Fear of the truth
A contract has been taken out to kill a public servant. His crime? Persuading key witnesses to give evidence that helped convict a gang of thugs who beat a teenage boy to death. But this is not Sicily or the Bronx – it’s Bermondsey, south London. Chris Arnot meets up with Simon Hughes, the Lib – Dem MP who has been targeted by local gangsters
Simon Hughes arrives alone and on foot. For the first time in over three months, the MP for North Southwark and Bermondsey, in south-east London, is not being ferried around in a bullet-proof car by officers from the Special Branch. This is the kind of protection normally afforded to past and present prime ministers and secretaries of state for Northern Ireland (Mo Mowlam apart) rather than Liberal Democrat home affairs spokesmen. But since the end of October, Hughes has had to live with the knowledge that a pounds 10,000 contract has been taken out on his life.
‘One of my friends said he thought it was offensively cheap,’ he says as we settle down in a coffee shop near Westminster Abbey. But his levity can’t quite play down the shocking nature of this case. A democratically elected member of the British parliament is still under threat of being killed – not by political terrorists or religious fanatics, but by gangsters within his own constituency.
His ‘crime’, in their eyes, was to persuade key witnesses to give evidence in the case of 17-year-old Jamie Robe, who was beaten to death by a gang from the Osprey estate, Rotherhithe, in August 1997. Three of Robe’s assailants were jailed for life in November 1999.
The intervening two years provided a chilling example of wide-scale witness intimidation and the cost to the public purse of ensuring that the criminal justice system is allowed to take its course. About 20 people had to be moved away from their homes by the Metropolitan police’s witness protection unit – one of eight nationwide with powers to provide new homes, new identities, new jobs and, in some cases, new schools for witnesses’ children.
Hughes refused to move away from his constituency, but he did accept police advice on other matters. ‘Instead of holding my surgeries in the main thoroughfare of a shopping centre, we had to move inside a shop so the entrance can be watched,’ he says. ‘And I could no longer go to meetings in crowded bars.’
The coffee shop in Westminster is comparatively quiet on this Saturday morning and we have been able to walk here apparently unobserved. ‘They let me out on my own now,’ Hughes cheerfully proclaims. But the police still take the threat seriously enough to maintain a round-the-clock guard on his office and the home he shares with his girlfriend. ‘We’re dealing with the sort of people who wouldn’t find it difficult to get someone to do a shooting or a stabbing for them,’ Hughes concedes, ruefully.
Indeed, it was the knowledge that he has lived for 15 years in a part of London where a high number of attacks are never resolved that persuaded him to use his influence to try to break through the enforced silence on the Osprey estate and surrounding area. ‘A friend’s son was killed and nobody was charged,’ he says. ‘I saw the trauma that that caused and it made me determined that, if it happened again, we would do better. We must make sure that people are brought to book. Otherwise we’re just going to have anarchy.’

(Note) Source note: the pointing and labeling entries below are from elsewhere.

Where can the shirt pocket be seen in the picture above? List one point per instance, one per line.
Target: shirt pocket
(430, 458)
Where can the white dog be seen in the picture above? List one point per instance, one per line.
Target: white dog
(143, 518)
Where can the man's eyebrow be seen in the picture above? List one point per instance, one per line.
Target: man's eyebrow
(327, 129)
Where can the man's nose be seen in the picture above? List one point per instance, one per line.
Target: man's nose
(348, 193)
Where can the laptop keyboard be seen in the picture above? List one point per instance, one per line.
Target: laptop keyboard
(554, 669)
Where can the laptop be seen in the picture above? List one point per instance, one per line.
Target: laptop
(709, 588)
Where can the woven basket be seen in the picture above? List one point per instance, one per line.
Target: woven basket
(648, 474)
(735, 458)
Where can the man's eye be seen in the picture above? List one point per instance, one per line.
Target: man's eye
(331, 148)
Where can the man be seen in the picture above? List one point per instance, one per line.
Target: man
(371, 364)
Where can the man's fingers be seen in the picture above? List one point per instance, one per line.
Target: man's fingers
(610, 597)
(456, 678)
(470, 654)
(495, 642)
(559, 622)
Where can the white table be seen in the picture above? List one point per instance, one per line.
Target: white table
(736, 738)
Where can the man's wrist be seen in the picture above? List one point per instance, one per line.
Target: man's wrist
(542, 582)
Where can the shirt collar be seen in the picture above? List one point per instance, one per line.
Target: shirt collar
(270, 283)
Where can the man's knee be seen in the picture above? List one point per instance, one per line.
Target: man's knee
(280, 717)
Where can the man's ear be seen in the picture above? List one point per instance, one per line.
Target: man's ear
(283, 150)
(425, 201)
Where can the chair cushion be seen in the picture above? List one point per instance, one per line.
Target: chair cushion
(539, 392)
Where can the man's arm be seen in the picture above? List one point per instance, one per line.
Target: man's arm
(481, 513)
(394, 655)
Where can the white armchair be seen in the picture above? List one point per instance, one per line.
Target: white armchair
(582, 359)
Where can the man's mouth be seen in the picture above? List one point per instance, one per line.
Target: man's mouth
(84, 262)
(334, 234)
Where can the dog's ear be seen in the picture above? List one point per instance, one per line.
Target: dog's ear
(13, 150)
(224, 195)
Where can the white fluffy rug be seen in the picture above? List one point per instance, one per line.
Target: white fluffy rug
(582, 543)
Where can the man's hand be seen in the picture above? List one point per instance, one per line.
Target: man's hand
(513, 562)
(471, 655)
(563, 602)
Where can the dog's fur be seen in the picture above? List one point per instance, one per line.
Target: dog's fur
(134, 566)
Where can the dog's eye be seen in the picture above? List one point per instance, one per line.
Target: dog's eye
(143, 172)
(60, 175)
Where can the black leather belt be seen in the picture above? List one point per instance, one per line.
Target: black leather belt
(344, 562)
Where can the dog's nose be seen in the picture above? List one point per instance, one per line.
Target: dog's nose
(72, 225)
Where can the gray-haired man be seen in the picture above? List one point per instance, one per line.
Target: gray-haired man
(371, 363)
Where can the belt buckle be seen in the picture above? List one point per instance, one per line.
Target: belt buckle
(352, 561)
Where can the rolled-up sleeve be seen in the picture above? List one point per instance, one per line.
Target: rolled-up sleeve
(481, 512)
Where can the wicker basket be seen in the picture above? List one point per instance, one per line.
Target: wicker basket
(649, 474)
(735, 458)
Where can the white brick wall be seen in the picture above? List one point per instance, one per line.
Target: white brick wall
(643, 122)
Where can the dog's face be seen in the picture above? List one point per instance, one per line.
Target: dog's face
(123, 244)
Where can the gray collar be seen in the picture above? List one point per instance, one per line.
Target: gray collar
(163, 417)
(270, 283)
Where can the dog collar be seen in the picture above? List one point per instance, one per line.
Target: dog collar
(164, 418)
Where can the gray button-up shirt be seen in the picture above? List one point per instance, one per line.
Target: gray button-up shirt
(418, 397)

Ironically, it was two days after he had been appointed his party’s spokesman on home affairs that his all-too-personal lesson in witness intimidation came home to roost. ‘I’d just gone to bed, absolutely knackered, when my pager went off at about 2.15,’ he recalls. ‘It was the parliamentary security service telling me they’d received a threat to me and regarded it as serious. They told me they’d be with me as soon as they could. It turned out to be about 20 minutes, although it seemed longer. I was on my own that night, so I got up, made a cup of tea and hoped to goodness that if the people who were after me got here before the police, I’d be more quick-witted than they were.’
The court case had finished the previous day. But only on the eve of the trial did the judge confirm that witnesses would be able to give evidence from behind a screen while wearing balaclavas and boiler suits. Had this proviso been made known earlier, it might have eased the anguish of the key witnesses. One of them, 19-year-old Traci Broughton, had lost two stone through sheer terror.

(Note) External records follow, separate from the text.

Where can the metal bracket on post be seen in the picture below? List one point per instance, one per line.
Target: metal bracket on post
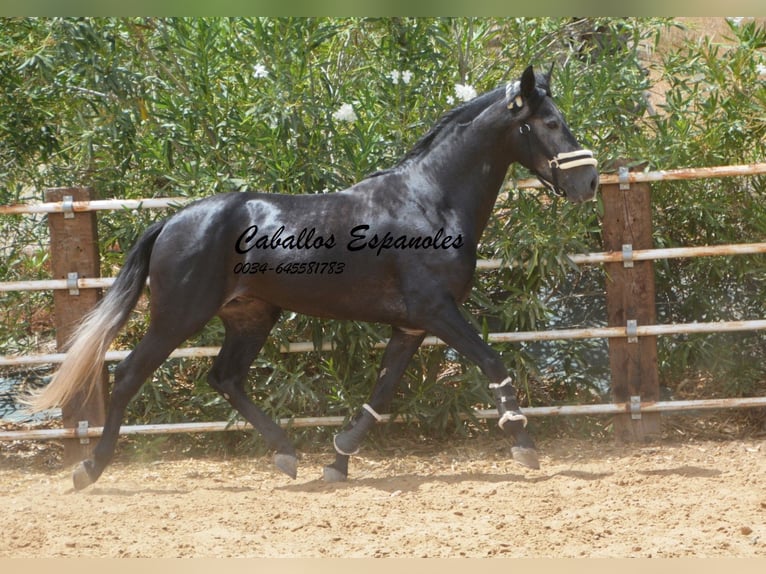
(635, 407)
(67, 206)
(82, 432)
(627, 255)
(71, 283)
(623, 178)
(632, 331)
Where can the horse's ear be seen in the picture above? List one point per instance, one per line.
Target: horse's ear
(549, 74)
(527, 83)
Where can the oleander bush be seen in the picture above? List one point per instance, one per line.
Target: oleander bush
(149, 107)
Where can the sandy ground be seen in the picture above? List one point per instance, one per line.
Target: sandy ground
(590, 499)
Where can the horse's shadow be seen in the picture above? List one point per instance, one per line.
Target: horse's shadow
(412, 482)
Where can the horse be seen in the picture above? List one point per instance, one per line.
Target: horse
(396, 248)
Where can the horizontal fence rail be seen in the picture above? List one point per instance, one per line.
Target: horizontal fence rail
(511, 337)
(165, 202)
(632, 409)
(635, 408)
(482, 265)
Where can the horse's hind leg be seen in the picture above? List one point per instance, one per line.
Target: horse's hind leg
(129, 375)
(248, 324)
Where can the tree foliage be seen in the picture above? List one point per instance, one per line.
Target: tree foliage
(143, 107)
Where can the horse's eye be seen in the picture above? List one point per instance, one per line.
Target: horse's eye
(552, 124)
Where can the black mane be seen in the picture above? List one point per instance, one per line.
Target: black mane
(464, 113)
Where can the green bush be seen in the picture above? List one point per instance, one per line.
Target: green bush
(147, 107)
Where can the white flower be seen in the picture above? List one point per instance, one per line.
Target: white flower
(345, 114)
(405, 76)
(465, 92)
(260, 71)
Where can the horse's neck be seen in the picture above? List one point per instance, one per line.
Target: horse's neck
(468, 180)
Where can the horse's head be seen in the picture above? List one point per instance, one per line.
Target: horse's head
(545, 144)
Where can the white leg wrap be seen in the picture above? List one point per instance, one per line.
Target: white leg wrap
(370, 410)
(339, 451)
(509, 416)
(506, 381)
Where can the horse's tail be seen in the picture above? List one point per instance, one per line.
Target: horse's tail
(80, 372)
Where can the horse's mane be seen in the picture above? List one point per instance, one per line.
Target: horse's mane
(464, 113)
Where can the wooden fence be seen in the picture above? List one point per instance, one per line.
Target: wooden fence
(631, 329)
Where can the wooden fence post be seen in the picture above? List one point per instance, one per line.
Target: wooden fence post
(74, 254)
(630, 298)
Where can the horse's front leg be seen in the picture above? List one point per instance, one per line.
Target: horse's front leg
(449, 325)
(397, 355)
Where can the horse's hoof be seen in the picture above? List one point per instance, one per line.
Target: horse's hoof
(287, 463)
(80, 477)
(333, 475)
(525, 456)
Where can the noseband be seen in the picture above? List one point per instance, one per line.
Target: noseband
(560, 162)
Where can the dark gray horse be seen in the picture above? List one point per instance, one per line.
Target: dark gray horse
(399, 248)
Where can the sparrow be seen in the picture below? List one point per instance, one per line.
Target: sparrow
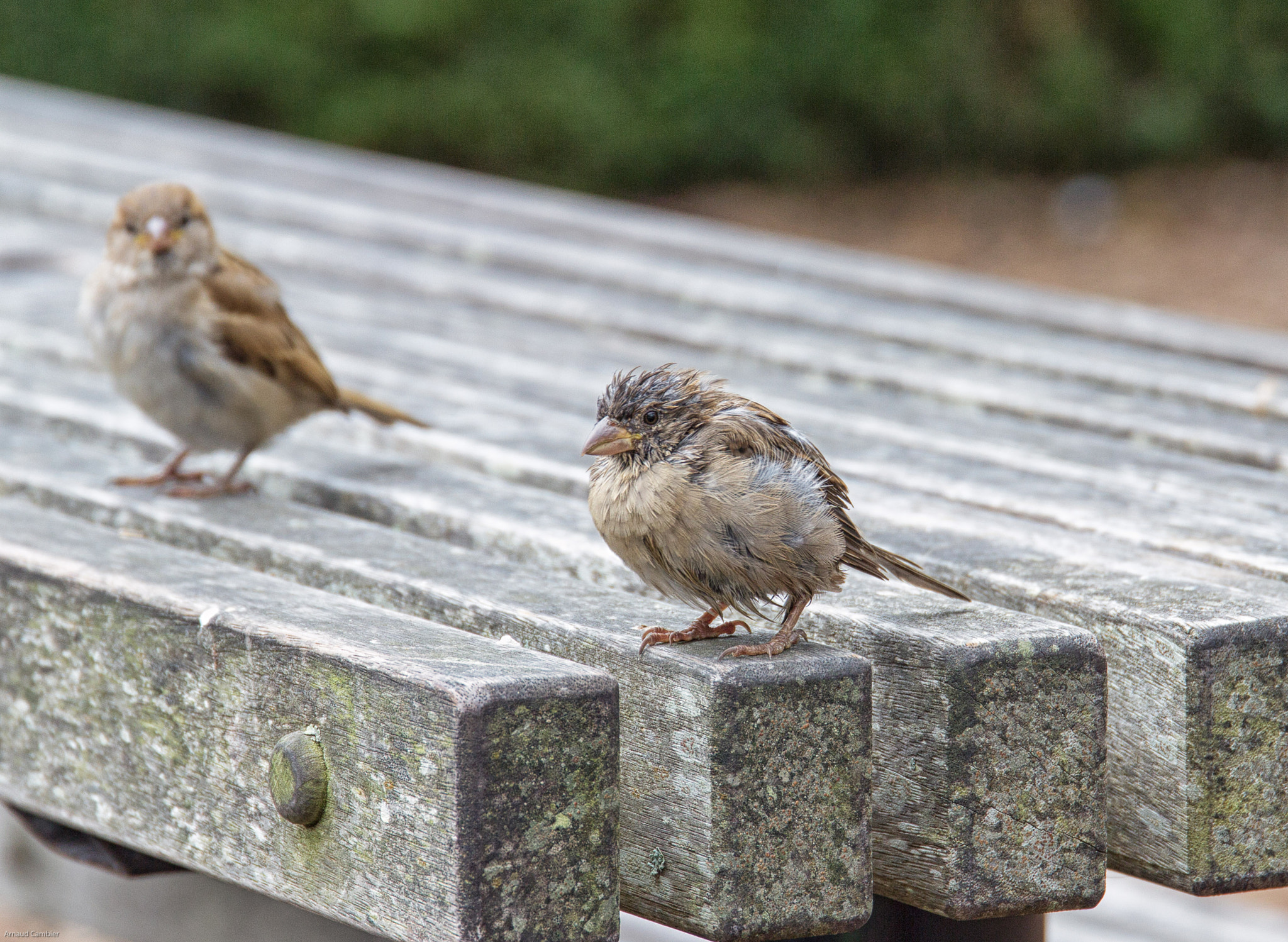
(715, 501)
(197, 338)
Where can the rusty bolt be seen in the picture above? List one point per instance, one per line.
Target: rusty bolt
(298, 776)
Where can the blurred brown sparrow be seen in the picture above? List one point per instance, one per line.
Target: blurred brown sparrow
(715, 501)
(197, 338)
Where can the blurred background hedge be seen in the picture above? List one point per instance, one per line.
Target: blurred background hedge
(648, 96)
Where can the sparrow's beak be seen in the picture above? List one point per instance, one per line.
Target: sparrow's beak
(158, 228)
(608, 438)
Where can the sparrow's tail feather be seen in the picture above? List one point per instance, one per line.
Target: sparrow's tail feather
(902, 568)
(380, 411)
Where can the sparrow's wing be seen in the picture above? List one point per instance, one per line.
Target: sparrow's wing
(255, 330)
(752, 429)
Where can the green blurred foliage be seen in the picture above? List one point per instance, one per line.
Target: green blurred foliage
(629, 96)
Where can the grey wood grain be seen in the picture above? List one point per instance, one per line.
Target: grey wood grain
(797, 308)
(195, 143)
(1011, 562)
(142, 691)
(962, 692)
(1014, 440)
(696, 760)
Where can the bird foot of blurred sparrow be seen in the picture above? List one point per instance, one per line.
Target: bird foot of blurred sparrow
(774, 646)
(221, 489)
(165, 476)
(700, 629)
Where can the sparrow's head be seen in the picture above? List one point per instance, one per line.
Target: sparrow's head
(647, 414)
(162, 231)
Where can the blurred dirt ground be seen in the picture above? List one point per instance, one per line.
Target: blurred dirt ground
(1208, 240)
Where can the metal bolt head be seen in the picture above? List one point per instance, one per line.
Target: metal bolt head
(298, 776)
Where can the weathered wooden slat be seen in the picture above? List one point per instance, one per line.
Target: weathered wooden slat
(961, 691)
(797, 308)
(1250, 441)
(398, 184)
(1198, 777)
(468, 384)
(1192, 521)
(1022, 565)
(817, 341)
(143, 691)
(789, 343)
(694, 758)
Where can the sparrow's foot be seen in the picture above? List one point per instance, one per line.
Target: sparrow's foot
(702, 628)
(774, 646)
(221, 489)
(158, 479)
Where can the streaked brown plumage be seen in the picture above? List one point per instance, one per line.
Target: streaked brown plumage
(200, 341)
(718, 502)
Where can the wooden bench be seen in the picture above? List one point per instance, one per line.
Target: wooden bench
(1106, 480)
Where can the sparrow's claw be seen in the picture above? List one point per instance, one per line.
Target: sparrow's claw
(702, 628)
(158, 479)
(774, 646)
(217, 490)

‘There’s no reason why some procedural guarantees about the provision of screens in court shouldn’t be agreed some time before the case is heard,’ says Hughes, who persuaded Traci to speak out. ‘Also, when there’s so much jury nobbling going on, why does the jury have to sit directly in the view of the public gallery?’
As for witness protection, Hughes believes there should be a nationwide scheme ready to offer alternative housing and employment to key witnesses. ‘Also business relocation costs,’ he adds, conscious that the other two key witnesses in the Jamie Robe case were Turks running a kebab shop. ‘As it is,’ he says, `it’s taking a lot of police time and they’re dependent on the good offices of local authorities. With private sector help, a few million could be made available to get the job done quickly and efficiently. I’m working up some proposals to put to Jack Straw. We’ve already had a preliminary meeting. Hopefully, there’s going to be another this side of Easter.’

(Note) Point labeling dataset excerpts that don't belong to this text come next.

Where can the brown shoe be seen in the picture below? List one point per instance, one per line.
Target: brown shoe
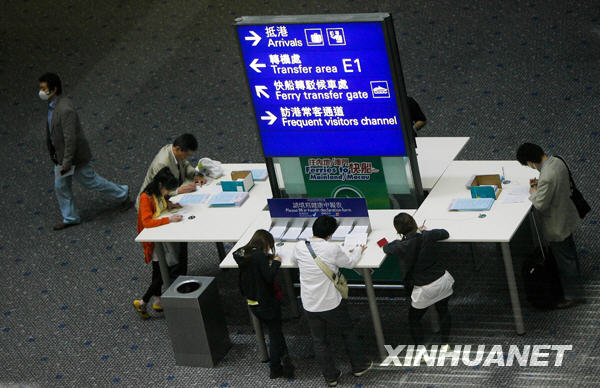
(63, 225)
(126, 204)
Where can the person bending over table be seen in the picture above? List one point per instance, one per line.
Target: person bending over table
(152, 204)
(323, 303)
(258, 267)
(551, 197)
(174, 156)
(425, 277)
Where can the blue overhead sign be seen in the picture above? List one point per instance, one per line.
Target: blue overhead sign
(322, 89)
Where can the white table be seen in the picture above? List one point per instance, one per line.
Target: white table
(214, 224)
(500, 222)
(229, 224)
(434, 154)
(372, 257)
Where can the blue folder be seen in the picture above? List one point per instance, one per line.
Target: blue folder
(466, 204)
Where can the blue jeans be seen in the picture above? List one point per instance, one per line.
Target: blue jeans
(565, 254)
(90, 180)
(336, 321)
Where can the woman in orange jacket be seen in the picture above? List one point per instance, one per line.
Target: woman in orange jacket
(152, 204)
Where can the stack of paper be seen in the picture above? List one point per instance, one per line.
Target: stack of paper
(343, 230)
(294, 230)
(355, 239)
(307, 232)
(259, 175)
(460, 204)
(278, 229)
(228, 198)
(193, 199)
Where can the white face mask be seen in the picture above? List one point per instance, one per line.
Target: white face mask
(44, 96)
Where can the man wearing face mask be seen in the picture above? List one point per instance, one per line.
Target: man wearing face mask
(175, 157)
(71, 154)
(551, 197)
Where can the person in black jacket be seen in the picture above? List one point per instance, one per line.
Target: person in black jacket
(430, 282)
(258, 268)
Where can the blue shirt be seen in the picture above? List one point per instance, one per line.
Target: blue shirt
(50, 112)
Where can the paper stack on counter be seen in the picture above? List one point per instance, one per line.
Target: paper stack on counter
(259, 175)
(294, 230)
(355, 239)
(278, 229)
(193, 199)
(228, 199)
(466, 204)
(343, 230)
(307, 232)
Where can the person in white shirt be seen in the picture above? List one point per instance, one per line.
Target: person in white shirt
(325, 308)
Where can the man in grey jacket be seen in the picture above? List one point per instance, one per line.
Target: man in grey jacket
(174, 156)
(551, 197)
(70, 153)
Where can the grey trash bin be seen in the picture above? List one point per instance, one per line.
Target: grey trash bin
(196, 321)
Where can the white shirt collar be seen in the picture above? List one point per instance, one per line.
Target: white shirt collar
(172, 154)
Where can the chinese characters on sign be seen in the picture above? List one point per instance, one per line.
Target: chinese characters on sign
(322, 89)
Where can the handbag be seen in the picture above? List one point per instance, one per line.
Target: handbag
(409, 284)
(339, 281)
(583, 208)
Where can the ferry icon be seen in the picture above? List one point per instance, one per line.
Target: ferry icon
(380, 89)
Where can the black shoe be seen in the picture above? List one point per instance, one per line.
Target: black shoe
(288, 371)
(126, 204)
(333, 383)
(568, 303)
(63, 225)
(364, 370)
(276, 372)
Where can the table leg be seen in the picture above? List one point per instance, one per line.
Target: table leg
(374, 313)
(164, 271)
(289, 289)
(260, 337)
(512, 288)
(221, 251)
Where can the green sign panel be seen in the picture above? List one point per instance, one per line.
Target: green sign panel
(350, 177)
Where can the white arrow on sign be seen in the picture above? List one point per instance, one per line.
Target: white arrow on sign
(260, 89)
(255, 37)
(256, 66)
(269, 116)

The home secretary apparently has been very sympathetic to the plight of his opposite number on the Lib-Dem benches. Whether he’ll be sympathetic to funding a national scheme for witness protection and changing the lay-out of court rooms remains to be seen.
One thing’s for sure: Simon Hughes has more reason than most for being aware of the cost to society of the alternative – a steady increase in the number of court cases that collapse because witnesses to violent crime are too frightened to stand up and say publicly what they saw.